Even with currently available therapies, many individuals with moderate-to-severe atopic dermatitis still struggle to control their disease, especially in the long term, or develop resistance, and severe itch can significantly impact their daily lives. Other negative impacts include impaired mental health, social stigma, poor sleep and disruptions to work and school. In addition, atopic dermatitis-related weakening of the skin barrier function, compounded by scratching, increases the risk of viral, bacterial and fungal skin infections, as well as strep throat, ear infections and urinary tract infections (UTIs). However, adherence to other treatment regimens, such as moisturizers, can mitigate this risk though they can be burdensome and require consistency in use and skin coverage. Administration of DUPIXENT and ADBRY/ADTRALZA can be challenging because of the injection frequency, which can be disruptive, and therefore a burden, for some patients and caregivers. More convenient, effective, and safer nonsteroidal topical or systemic treatments are needed for moderate-to-severe atopic dermatitis that is not adequately managed by available topical treatments or for those who have an incomplete response to DUPIXENT and other newer treatments. The once monthly administration of EBGLYSS and the lower risk of conjunctivitis than with DUPIXENT might give EBGLYSS an advantage.

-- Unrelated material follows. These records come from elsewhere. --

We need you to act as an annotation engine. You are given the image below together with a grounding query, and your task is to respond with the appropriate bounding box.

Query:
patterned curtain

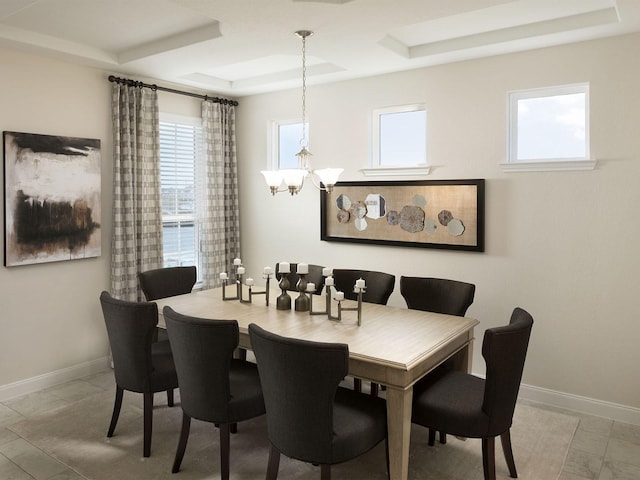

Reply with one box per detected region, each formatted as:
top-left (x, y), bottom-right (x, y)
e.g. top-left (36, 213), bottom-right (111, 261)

top-left (111, 83), bottom-right (163, 301)
top-left (198, 101), bottom-right (240, 289)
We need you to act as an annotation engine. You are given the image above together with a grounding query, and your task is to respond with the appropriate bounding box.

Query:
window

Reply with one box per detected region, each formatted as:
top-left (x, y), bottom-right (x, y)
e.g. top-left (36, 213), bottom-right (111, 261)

top-left (508, 84), bottom-right (590, 169)
top-left (363, 105), bottom-right (428, 175)
top-left (160, 114), bottom-right (203, 272)
top-left (271, 120), bottom-right (309, 170)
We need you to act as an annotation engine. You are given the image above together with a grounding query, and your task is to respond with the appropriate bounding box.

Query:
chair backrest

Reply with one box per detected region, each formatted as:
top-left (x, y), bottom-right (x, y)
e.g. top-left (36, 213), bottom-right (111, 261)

top-left (162, 306), bottom-right (239, 423)
top-left (400, 276), bottom-right (476, 317)
top-left (482, 308), bottom-right (533, 435)
top-left (276, 263), bottom-right (324, 295)
top-left (100, 291), bottom-right (158, 392)
top-left (249, 324), bottom-right (349, 463)
top-left (138, 266), bottom-right (197, 302)
top-left (333, 268), bottom-right (396, 305)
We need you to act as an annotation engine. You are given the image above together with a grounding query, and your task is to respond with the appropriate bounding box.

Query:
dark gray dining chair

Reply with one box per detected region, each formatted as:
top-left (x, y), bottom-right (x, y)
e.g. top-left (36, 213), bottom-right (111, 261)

top-left (333, 268), bottom-right (396, 397)
top-left (400, 276), bottom-right (476, 317)
top-left (411, 308), bottom-right (533, 480)
top-left (249, 323), bottom-right (389, 480)
top-left (100, 291), bottom-right (178, 457)
top-left (333, 268), bottom-right (396, 305)
top-left (276, 263), bottom-right (324, 295)
top-left (138, 265), bottom-right (197, 302)
top-left (162, 307), bottom-right (265, 480)
top-left (400, 276), bottom-right (476, 443)
top-left (138, 265), bottom-right (197, 340)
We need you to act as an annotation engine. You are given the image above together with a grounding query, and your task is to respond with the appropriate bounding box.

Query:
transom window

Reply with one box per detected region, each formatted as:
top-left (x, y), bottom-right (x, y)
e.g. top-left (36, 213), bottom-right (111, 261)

top-left (508, 84), bottom-right (589, 163)
top-left (371, 105), bottom-right (427, 168)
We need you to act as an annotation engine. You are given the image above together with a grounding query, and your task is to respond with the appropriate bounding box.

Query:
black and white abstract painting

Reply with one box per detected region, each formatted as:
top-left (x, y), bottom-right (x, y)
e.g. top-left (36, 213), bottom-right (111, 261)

top-left (3, 132), bottom-right (101, 267)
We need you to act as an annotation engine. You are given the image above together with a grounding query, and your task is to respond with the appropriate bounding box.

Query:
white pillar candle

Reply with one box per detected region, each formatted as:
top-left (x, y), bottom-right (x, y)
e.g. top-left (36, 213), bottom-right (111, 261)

top-left (278, 262), bottom-right (291, 273)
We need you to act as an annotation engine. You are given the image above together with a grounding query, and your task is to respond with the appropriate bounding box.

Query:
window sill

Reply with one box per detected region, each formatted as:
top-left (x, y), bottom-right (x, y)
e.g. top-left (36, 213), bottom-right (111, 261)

top-left (360, 165), bottom-right (431, 177)
top-left (500, 160), bottom-right (597, 173)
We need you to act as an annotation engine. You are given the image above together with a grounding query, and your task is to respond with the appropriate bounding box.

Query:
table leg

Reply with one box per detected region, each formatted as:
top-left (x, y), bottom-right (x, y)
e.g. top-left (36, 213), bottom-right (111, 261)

top-left (387, 386), bottom-right (413, 480)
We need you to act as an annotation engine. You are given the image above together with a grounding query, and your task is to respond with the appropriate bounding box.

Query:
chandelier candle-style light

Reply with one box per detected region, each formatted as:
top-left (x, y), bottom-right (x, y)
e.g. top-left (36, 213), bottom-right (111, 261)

top-left (261, 30), bottom-right (343, 195)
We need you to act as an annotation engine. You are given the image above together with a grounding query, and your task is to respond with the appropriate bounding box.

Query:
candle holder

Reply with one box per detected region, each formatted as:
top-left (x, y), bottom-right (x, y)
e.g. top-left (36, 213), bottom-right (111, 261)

top-left (309, 285), bottom-right (331, 315)
top-left (295, 273), bottom-right (311, 312)
top-left (329, 287), bottom-right (366, 326)
top-left (240, 273), bottom-right (271, 307)
top-left (276, 273), bottom-right (291, 310)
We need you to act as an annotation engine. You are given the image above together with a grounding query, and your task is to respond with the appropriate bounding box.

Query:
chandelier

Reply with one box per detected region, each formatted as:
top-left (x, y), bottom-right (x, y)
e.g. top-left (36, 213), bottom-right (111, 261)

top-left (261, 30), bottom-right (343, 195)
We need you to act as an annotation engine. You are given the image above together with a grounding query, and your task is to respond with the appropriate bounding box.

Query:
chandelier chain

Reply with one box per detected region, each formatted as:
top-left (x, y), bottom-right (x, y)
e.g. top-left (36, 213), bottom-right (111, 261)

top-left (301, 35), bottom-right (307, 147)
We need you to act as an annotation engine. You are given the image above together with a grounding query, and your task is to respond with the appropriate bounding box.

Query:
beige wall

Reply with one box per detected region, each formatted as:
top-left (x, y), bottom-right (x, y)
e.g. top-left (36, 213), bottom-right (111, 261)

top-left (0, 31), bottom-right (640, 412)
top-left (238, 35), bottom-right (640, 414)
top-left (0, 49), bottom-right (200, 395)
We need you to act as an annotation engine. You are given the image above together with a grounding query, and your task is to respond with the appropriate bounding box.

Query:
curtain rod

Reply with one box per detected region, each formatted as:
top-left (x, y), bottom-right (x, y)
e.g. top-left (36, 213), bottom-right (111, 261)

top-left (109, 75), bottom-right (238, 107)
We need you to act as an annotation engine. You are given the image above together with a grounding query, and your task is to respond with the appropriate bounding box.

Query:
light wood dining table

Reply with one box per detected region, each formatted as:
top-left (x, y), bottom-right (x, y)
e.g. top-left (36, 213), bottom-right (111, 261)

top-left (155, 288), bottom-right (479, 480)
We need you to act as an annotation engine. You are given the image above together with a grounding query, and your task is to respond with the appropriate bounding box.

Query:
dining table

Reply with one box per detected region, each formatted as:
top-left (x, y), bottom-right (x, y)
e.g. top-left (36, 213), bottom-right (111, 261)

top-left (155, 287), bottom-right (479, 480)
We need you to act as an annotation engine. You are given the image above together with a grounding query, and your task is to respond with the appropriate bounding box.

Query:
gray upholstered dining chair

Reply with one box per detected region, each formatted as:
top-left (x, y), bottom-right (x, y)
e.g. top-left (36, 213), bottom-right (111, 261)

top-left (162, 307), bottom-right (265, 480)
top-left (249, 323), bottom-right (389, 480)
top-left (138, 265), bottom-right (197, 341)
top-left (100, 291), bottom-right (178, 457)
top-left (333, 268), bottom-right (396, 305)
top-left (400, 276), bottom-right (476, 443)
top-left (276, 263), bottom-right (324, 295)
top-left (333, 268), bottom-right (396, 397)
top-left (400, 276), bottom-right (476, 317)
top-left (138, 265), bottom-right (197, 302)
top-left (411, 308), bottom-right (533, 480)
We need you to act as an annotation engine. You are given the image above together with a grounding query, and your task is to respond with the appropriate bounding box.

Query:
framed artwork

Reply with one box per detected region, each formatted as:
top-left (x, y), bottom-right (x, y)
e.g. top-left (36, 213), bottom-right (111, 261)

top-left (320, 179), bottom-right (484, 252)
top-left (3, 132), bottom-right (101, 267)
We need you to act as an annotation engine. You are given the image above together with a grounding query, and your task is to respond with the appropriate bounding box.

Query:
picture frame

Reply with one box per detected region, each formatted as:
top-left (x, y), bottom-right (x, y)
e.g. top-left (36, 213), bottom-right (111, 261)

top-left (3, 131), bottom-right (102, 267)
top-left (320, 179), bottom-right (485, 252)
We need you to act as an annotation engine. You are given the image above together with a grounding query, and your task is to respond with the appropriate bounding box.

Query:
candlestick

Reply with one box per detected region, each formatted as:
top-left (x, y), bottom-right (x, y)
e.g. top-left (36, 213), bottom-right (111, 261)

top-left (295, 274), bottom-right (315, 312)
top-left (276, 274), bottom-right (291, 310)
top-left (278, 262), bottom-right (291, 273)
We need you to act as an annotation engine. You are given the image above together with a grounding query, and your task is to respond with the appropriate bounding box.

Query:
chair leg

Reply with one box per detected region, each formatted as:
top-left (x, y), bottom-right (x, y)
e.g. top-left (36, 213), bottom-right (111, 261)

top-left (143, 393), bottom-right (153, 457)
top-left (353, 378), bottom-right (362, 392)
top-left (171, 412), bottom-right (191, 473)
top-left (320, 463), bottom-right (331, 480)
top-left (107, 386), bottom-right (124, 437)
top-left (482, 437), bottom-right (496, 480)
top-left (500, 430), bottom-right (518, 478)
top-left (220, 423), bottom-right (231, 480)
top-left (371, 382), bottom-right (380, 397)
top-left (266, 444), bottom-right (280, 480)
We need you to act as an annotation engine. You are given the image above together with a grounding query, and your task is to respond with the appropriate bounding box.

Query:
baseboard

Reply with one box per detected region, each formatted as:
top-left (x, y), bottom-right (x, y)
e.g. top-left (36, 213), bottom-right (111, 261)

top-left (0, 357), bottom-right (109, 402)
top-left (519, 384), bottom-right (640, 425)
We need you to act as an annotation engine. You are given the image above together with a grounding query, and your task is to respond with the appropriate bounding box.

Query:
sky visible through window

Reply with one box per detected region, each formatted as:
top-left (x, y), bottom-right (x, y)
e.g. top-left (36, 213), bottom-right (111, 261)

top-left (517, 93), bottom-right (587, 161)
top-left (380, 110), bottom-right (427, 167)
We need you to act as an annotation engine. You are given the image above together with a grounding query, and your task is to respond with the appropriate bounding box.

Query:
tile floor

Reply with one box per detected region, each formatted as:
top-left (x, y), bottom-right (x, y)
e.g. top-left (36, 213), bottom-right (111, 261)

top-left (0, 370), bottom-right (640, 480)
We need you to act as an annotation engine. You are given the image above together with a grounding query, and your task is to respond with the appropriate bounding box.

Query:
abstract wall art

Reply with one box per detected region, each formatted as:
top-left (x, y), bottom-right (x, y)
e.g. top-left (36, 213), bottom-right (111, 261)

top-left (320, 179), bottom-right (484, 252)
top-left (3, 132), bottom-right (101, 267)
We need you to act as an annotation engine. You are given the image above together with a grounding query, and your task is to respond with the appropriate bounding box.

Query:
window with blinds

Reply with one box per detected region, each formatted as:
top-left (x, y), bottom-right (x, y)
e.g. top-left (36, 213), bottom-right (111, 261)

top-left (160, 116), bottom-right (203, 272)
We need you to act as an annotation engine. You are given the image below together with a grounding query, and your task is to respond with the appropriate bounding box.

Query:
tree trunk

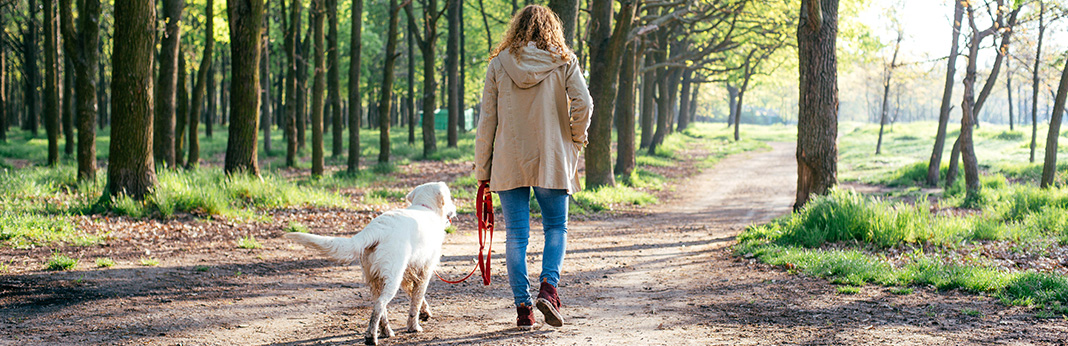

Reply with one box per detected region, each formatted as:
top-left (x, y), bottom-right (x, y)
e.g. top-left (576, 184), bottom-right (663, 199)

top-left (224, 0), bottom-right (266, 176)
top-left (174, 50), bottom-right (189, 168)
top-left (284, 0), bottom-right (302, 168)
top-left (260, 6), bottom-right (274, 155)
top-left (1005, 50), bottom-right (1016, 131)
top-left (105, 0), bottom-right (156, 201)
top-left (1041, 56), bottom-right (1068, 189)
top-left (549, 0), bottom-right (579, 46)
top-left (677, 69), bottom-right (693, 131)
top-left (153, 0), bottom-right (185, 168)
top-left (1030, 1), bottom-right (1046, 163)
top-left (405, 11), bottom-right (415, 145)
top-left (445, 0), bottom-right (464, 147)
top-left (22, 0), bottom-right (41, 137)
top-left (585, 1), bottom-right (637, 189)
top-left (312, 0), bottom-right (327, 177)
top-left (44, 0), bottom-right (61, 167)
top-left (378, 0), bottom-right (401, 163)
top-left (639, 52), bottom-right (657, 148)
top-left (927, 0), bottom-right (964, 186)
top-left (186, 0), bottom-right (215, 169)
top-left (348, 0), bottom-right (367, 173)
top-left (60, 0), bottom-right (100, 182)
top-left (61, 58), bottom-right (76, 157)
top-left (790, 0), bottom-right (838, 210)
top-left (327, 0), bottom-right (345, 158)
top-left (614, 42), bottom-right (639, 177)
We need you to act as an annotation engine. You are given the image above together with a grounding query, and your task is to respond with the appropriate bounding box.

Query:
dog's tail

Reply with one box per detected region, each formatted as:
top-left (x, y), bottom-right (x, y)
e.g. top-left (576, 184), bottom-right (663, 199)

top-left (285, 232), bottom-right (377, 264)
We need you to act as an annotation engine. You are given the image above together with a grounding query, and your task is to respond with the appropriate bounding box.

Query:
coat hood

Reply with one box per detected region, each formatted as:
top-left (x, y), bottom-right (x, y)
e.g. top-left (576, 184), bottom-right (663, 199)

top-left (497, 42), bottom-right (574, 89)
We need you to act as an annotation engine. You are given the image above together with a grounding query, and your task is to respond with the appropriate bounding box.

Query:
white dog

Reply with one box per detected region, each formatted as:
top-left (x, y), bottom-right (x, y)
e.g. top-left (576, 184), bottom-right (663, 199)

top-left (285, 183), bottom-right (456, 345)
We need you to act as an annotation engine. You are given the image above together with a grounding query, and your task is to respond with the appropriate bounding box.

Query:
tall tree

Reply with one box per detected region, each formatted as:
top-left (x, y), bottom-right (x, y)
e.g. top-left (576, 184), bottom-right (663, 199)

top-left (348, 0), bottom-right (369, 173)
top-left (794, 0), bottom-right (838, 210)
top-left (327, 0), bottom-right (345, 158)
top-left (585, 0), bottom-right (638, 189)
top-left (1041, 55), bottom-right (1068, 189)
top-left (105, 0), bottom-right (156, 201)
top-left (1030, 1), bottom-right (1047, 162)
top-left (224, 0), bottom-right (266, 176)
top-left (875, 29), bottom-right (905, 155)
top-left (44, 0), bottom-right (61, 166)
top-left (613, 41), bottom-right (641, 177)
top-left (284, 0), bottom-right (303, 168)
top-left (445, 0), bottom-right (464, 147)
top-left (404, 0), bottom-right (447, 156)
top-left (378, 0), bottom-right (403, 162)
top-left (927, 0), bottom-right (965, 186)
top-left (174, 50), bottom-right (189, 168)
top-left (260, 1), bottom-right (273, 155)
top-left (153, 0), bottom-right (186, 168)
top-left (186, 0), bottom-right (215, 169)
top-left (549, 0), bottom-right (579, 46)
top-left (312, 0), bottom-right (327, 176)
top-left (22, 0), bottom-right (41, 137)
top-left (60, 0), bottom-right (100, 182)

What hurdles might it need to overcome to reach blockbuster status?
Uptake of EBGLYSS might be constrained by its status as the third IL-13-targeted therapy to market and competition from the currently available oral JAK inhibitors. In addition, many individuals with atopic dermatitis are well-served by over-the-counter (OTC) or generic agents. Also, many treatment providers prefer to prescribe generic moderate- to high-potency TCSs (applied once or twice weekly) as a prophylactic approach for moderate-to-severe atopic dermatitis with recurrent flares. This could limit the number of patients who would receive a higher priced targeted therapy. In addition, more expensive biologic therapies such as EBGLYSS might face reimbursement challenges.